© DA. 26 de Agosto de 2020
152.
ÚLTIMA O. DE CÉU
Coimbra, terça-feira, 29 de Setembro de 2020
V
Recordo com força de lei uma noite ferroviária,
era de cortante friagem a invernia residente,
pouquíssimos éramos os passageiros em curso,
para trás nos ficava o mar, pela frente o berço,
nós coimbrãos íamos à Figueira como visitando a filha,
essa era uma era já demoradamente lutuosa para mim,
ainda assim socorria-me a mocidade mesma minha,
Coimbra era já bem presa do anoitecimento local.
os taxistas quase choraram de frustração,
descemos os quatro, três eram esperados, eu fui a pé.
A avenida mais cerca era pista de fantasmas,
um pouco aquém da massa lírica do velho Choupal,
não era ainda sobrepovoada pela via-rápida futura,
o Café Danúbio trabalhava as 24 horas de cada dia,
tinha chovido um pouco antes de chegarmos,
recomeçou a chover quando eu pedestrara tão-só uns metros,
como a pressa era nenhuma recolhi-me ao bom Danúbio,
em cujo imo se forravam quentura as aves-da-noite,
entre as que duas senhoras-de-aluguer de dura vida,
ali me valeu o ponche limonado bem aquecido a vapor.
Então o céu exterior chateou-se a sério, veio tormenta agreste,
a condensação glaucomou as vidraças, existir-se tornou-se submarino,
começou a servir-se bifanas feitas na hora, a rádio dava Amália non-stop,
existir era hora aprazível, eu não escrevivia tanto na altura,
de facto não – mas já lia o meu bocado, recordo essa noite bem,
pus-me a ler a miudinha tradução do Bosque Proibido de Mircea Eliade,
foi destas coisas que ficam na pessoa por não-apurada razão,
o certo é que já perto das duas da manhã o temporal cedeu,
houve geral debandada, ficaram dois + o patrão + eu, quatro certinhos,
naturalmente pusemo-nos a bater a sueca à rodada por cabeça-de-dez.
Já era amanhã quando me devolvi ao ar-livre do sábado,
era moço, não de mais me pesava não ter dormido,
subi até à Conchada pela Rua de Aveiro, depois até Celas,
depois Olivais, aí tomei café lendo o pasquim fresco do burgo,
nada me urgia, já então se me mostrara nítido certo vazio,
refiro-me à vanidade tanto das mores quanto das menores porfias,
o luto não era antigo, corria antes fresco no meu sangue,
Coimbra todavia ainda me tratava por tu, velha magana,
e eu andava cá & lá como quem até em praia tropeça,
modo de dizer afinal não descabido de todo, dito hoje.

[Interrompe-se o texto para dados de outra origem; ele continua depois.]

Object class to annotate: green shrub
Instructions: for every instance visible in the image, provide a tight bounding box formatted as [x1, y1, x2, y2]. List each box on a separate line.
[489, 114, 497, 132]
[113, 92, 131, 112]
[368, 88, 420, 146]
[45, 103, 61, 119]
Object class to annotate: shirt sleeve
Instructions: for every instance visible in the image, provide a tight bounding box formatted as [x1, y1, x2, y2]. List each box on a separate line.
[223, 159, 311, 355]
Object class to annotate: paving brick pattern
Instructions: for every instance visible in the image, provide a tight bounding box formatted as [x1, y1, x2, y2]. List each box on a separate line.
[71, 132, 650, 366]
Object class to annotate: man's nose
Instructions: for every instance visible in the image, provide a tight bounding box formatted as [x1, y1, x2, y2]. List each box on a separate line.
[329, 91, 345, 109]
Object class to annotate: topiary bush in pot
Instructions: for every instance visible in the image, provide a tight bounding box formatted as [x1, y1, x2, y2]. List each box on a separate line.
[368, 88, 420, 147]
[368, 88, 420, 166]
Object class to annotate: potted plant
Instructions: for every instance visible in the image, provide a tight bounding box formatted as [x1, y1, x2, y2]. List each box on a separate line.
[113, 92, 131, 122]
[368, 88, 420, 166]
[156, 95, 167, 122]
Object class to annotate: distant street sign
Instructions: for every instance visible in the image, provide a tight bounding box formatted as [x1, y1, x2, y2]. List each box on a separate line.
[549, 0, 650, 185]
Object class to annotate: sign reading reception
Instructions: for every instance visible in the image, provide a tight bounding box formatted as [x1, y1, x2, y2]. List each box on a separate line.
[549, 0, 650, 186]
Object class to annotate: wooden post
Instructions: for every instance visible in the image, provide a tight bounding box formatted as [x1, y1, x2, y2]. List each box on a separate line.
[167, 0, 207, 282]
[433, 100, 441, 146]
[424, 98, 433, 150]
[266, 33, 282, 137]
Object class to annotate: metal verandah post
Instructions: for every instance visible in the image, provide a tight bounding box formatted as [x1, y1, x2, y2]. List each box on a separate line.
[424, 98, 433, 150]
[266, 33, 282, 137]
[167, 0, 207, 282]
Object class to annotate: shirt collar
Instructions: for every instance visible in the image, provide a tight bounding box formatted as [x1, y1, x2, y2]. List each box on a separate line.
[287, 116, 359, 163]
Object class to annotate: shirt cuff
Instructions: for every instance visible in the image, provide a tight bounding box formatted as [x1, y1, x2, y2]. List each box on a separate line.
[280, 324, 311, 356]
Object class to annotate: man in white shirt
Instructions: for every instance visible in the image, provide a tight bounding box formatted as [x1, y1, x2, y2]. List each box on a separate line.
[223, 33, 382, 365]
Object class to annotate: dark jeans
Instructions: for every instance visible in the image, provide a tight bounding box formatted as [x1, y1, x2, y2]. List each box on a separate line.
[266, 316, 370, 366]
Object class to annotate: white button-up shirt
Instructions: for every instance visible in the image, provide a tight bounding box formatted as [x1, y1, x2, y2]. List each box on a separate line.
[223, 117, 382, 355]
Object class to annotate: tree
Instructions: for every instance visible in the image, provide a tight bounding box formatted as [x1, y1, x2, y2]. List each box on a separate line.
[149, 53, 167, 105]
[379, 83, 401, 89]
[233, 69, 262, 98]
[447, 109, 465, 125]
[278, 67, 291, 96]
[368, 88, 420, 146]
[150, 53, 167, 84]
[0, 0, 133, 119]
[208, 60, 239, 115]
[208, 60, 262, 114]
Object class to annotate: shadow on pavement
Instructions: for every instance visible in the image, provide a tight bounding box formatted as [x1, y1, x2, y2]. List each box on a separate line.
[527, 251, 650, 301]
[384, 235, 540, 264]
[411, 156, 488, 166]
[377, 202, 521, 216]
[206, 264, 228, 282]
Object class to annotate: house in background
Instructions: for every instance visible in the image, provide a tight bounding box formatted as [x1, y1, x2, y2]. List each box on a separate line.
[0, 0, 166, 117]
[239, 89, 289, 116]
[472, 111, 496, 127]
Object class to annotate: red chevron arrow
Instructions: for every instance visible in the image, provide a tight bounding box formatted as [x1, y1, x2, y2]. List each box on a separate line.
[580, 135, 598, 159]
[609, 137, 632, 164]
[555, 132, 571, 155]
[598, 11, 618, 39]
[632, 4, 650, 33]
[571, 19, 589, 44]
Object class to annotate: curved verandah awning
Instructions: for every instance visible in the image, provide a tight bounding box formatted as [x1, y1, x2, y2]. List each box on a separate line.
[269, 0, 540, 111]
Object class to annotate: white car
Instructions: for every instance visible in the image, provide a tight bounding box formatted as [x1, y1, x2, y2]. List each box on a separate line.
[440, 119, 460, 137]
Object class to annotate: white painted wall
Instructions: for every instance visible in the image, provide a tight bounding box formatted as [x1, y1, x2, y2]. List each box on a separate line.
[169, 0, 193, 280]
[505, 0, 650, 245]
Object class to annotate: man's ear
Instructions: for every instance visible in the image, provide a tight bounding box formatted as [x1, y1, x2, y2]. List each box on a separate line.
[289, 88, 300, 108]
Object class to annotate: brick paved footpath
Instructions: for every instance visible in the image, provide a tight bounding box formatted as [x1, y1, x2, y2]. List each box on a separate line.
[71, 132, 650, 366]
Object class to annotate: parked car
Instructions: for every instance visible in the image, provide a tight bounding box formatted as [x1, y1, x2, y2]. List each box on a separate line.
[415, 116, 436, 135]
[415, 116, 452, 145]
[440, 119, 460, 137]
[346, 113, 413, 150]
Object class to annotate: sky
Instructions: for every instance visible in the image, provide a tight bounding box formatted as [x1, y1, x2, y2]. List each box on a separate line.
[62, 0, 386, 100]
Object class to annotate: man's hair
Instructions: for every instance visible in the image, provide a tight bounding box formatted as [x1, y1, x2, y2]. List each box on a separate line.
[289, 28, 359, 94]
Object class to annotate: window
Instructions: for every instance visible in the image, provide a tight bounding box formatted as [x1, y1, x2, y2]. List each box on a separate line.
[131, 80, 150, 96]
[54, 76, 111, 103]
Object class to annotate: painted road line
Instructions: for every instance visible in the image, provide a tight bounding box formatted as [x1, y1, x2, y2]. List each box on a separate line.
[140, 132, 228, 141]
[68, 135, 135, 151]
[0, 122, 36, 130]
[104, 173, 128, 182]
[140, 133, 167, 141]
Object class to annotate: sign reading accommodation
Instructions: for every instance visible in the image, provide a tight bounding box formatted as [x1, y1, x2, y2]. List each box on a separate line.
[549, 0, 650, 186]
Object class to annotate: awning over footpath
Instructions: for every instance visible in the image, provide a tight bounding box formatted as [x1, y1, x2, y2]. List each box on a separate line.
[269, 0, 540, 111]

Cedo foi pois que me pus a achar pequeno o que parecesse grand’espingarda,
assim foi, escuso de jurá-lo, não é que de viver haja abjur’abdicado,
não, não é por aí que mais bem me lereis, por aí não é,
empregos-carreiras-prémios-estatuto-caganeiras são nada para mim,
é aborrecido que todos estes volvidos anos tão firmemente mo reiterem,
aborrecido mas cruamente confirmado, poucas são deveras valiosas as coisas,
dos Olivais desci à Solum, um passo até o Calhabé, onde almocei,
julgo que já casa nenhuma me esperava, já então não,
isso não é o bem nem é o mal, o Mircea Eliade romancista, enfim,
não é bem o filósofo-antropólogo de subida & reconhecida nomeada.
Algo porém vale algo ainda.
Por esse algo tenho ido.
Não importa que importe ao mundo ou não.
Nasce-se, acontece o que se sabe.
Nos entrementes, algo por aí brilha.
Éramos mesmo só quatro os de fora-comboio.
Quatro éramos os jogadores de sueca.
Vai-se estando um pouco: com estes, com aqueles.
Depois, ninguém te vê por/para onde fores.
Ganhámos a rodada, a cabeça ficou 10-9 a nosso favor.